By the end of his career, Arnold Newman had developed a reputation for his "environmental portraiture" — a signature way of capturing artists and intellectuals in the spaces where they worked.
Newman would have been the first to admit he didn't invent the style. And he would have shirked any sort of label, too. But still, his archive is practically unrivaled as a who's-who of midcentury culture.
Shortly after Newman's death in 2006, the Harry Ransom Center at the University of Texas acquired his archive. The curators there have whittled it down to about 200 images for a newly mounted exhibition, Arnold Newman: Master Class, and a corresponding book, Arnold Newman at Work.
Newman called himself a "saver" — perhaps a euphemism for "pack rat." He kept his notes, which he wrote meticulously, as well as his sketches, which he made exactingly. And although he published several photography books over the course of his life, what's interesting about this one is the emphasis on that ephemera — which illuminates both his methodology and his personality.

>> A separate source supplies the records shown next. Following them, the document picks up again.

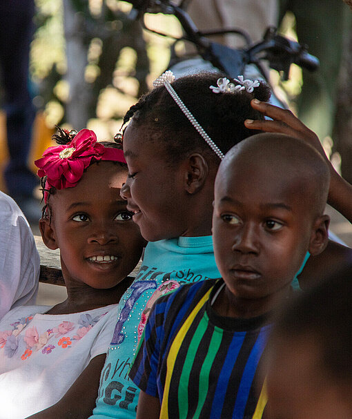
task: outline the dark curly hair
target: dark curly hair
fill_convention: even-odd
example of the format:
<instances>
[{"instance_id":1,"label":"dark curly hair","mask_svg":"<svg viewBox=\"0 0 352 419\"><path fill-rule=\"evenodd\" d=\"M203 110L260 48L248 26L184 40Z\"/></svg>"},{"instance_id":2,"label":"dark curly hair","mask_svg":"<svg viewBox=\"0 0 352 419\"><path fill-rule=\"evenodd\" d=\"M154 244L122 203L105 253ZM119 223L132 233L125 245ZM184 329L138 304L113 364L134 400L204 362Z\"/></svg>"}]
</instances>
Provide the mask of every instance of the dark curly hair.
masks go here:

These "environmental portraits" are just a fraction of Newman's oeuvre, which included assignments for magazines like Life and other commercial clients. It's also interesting to note how, by no fault of his, portraits of women and people of color are remarkably few.
In one portrait of Edward Hopper, the painter's wife, Jo, does make an appearance — completely dwarfed in the background. Sometimes the absence of a thing can be the most intriguing.
What's also missing is the artist's signature. Salvador Dali and Eugene O'Neill got bylines and recognition — but for a photographer, the only signature is style. Fortunately for Newman, he had plenty of that.